Using a trust to protect your business

Using a trust to protect your business

Last updated on 12th December, 2017 at 04:29 pm

You’ve heard about family trusts used to protect personal assets, especially those of minor children. But did you know that a trust can also be used to protect business assets?

Many people don’t realise that they can protect business assets by holding them in a trust-owned company, which in turn owns the business. Trusts provide protection and advantages that other legal entities do not. They therefore provide a solution for many sticky estate-planning problems associated with owning a business.  

Benefits of using a trust-owned company for business purposes

For protection:

The assets of a trust are usually protected if you are being held personally liable for anything. Your creditors cannot lay claim to the trust assets, including the shares held by the trust in the company owing the business. This is especially important when you are in business where there is a possibility of sequestration of your estate should something go wrong.

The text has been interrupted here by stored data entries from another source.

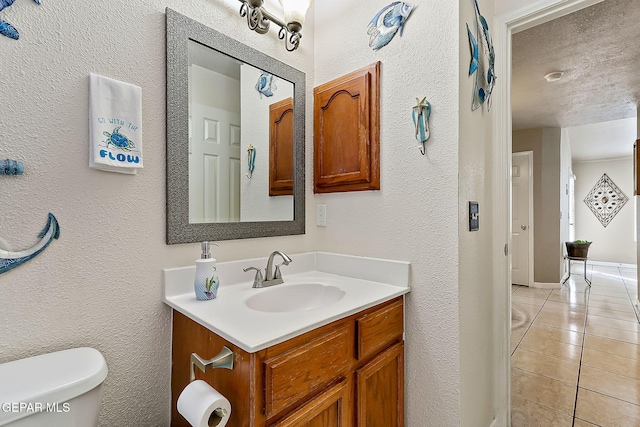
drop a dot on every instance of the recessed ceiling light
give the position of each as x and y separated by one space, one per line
554 76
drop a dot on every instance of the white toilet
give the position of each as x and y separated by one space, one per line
61 389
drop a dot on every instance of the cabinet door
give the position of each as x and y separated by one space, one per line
347 132
380 390
281 148
330 409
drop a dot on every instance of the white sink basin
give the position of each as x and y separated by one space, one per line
297 297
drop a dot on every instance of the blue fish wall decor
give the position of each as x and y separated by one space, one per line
7 29
387 23
11 167
482 61
10 260
265 85
421 114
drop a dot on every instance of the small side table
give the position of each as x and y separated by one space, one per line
571 258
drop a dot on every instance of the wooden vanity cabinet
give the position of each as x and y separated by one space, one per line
347 373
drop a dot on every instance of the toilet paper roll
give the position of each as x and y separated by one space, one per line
203 406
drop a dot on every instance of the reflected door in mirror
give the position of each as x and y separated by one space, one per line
214 154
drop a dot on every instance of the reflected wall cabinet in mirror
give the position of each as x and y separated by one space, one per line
223 98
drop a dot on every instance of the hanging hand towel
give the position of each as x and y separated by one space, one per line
115 125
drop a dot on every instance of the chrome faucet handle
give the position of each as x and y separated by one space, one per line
278 274
257 280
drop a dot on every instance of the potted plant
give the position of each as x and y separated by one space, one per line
578 249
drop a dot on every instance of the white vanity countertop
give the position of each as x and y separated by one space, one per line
366 281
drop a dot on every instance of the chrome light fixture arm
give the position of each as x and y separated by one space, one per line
259 20
255 17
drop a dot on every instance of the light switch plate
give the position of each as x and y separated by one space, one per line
474 220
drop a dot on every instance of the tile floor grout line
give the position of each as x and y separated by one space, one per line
627 289
584 335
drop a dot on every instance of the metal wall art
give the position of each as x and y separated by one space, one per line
265 84
387 22
251 160
7 29
482 61
10 260
420 114
605 200
11 167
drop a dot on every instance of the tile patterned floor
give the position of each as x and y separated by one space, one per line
575 352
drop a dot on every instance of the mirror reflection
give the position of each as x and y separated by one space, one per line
241 133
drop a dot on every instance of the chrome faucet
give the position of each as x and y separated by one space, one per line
271 276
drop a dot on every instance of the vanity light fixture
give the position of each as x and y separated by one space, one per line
259 19
554 76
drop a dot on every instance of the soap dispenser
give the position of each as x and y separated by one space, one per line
206 281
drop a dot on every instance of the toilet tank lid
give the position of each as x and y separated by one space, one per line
49 378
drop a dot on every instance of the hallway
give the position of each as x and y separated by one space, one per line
575 352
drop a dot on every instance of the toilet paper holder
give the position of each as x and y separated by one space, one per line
224 359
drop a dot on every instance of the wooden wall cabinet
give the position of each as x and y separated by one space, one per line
346 140
345 374
281 148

For preservation of wealth:

People who have amassed wealth in their lifetime, or who have inherited wealth, want it to benefit succeeding generations. A trust is the most effective vehicle for that purpose as it allows succeeding generations to participate in and benefit from the wealth created in one generation.

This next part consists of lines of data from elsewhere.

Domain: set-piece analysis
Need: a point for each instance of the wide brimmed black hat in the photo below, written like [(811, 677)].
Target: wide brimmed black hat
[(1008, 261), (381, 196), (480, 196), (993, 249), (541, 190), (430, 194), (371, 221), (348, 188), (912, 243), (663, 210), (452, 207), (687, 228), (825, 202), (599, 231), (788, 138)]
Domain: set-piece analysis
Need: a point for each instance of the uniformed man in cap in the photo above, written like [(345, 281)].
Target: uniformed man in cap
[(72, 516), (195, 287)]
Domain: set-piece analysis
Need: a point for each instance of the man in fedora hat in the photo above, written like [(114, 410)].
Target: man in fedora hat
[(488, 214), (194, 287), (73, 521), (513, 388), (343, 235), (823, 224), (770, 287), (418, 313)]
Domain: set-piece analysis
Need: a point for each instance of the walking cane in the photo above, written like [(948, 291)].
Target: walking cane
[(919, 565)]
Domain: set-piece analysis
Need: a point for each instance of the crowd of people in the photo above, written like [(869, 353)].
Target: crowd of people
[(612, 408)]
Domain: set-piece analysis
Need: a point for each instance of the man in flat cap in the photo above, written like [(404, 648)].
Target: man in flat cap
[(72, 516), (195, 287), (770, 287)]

As business owners get more involved in their business, their personal affairs can suffer from benign neglect. This is mainly because many business owners simply do not have the time to attend to strategic personal planning, and because families are often focused on their own goals and successes. Rather than waiting until you are no longer around and leaving your family or business partner(s) to sort things out, you can set up a trust to ensure that your personal and business affairs will continue with a minimum of disruption.  

What should you consider?

While trusts can provide solutions for many situations, they are not necessarily the solution to all problems. It’s vital to understand the workings of a trust before you set up one. Firstly, a trust is an agreement between the owner of the assets and the trustees of the trust, who will manage the assets with due diligence for the benefit of the beneficiaries of the trust. That means you lose legal control over the assets that you sell to the trust. There are also tax implications, especially those associated with the sale of immovable property.

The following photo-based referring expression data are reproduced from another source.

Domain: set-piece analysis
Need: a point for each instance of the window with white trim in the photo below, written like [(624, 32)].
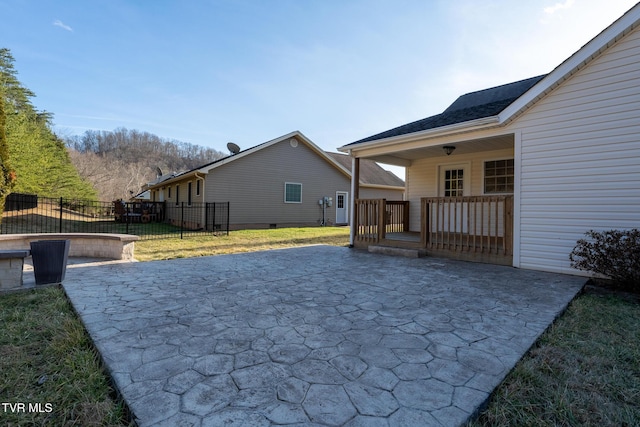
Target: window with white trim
[(498, 176), (292, 192), (454, 183)]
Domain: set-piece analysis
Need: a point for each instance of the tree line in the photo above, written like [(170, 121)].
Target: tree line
[(32, 158), (98, 165), (119, 163)]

To ensure your peace of mind with the creation and management of your protection structure, you should consider working with a qualified adviser who understands both the legal and financial implications of trusts and companies. Also, it is important to avoid a sham trust, and you need to understand the legal and compliance duties involved. There has to be a real intention for the founder of the trust to pass over control of the assets to the trustees of the trust. If this is not done, the courts may ignore the existence of the trust and deem the assets as part of the founder’s estate. This can have dire consequences in the event of sequestration and/or divorce proceedings.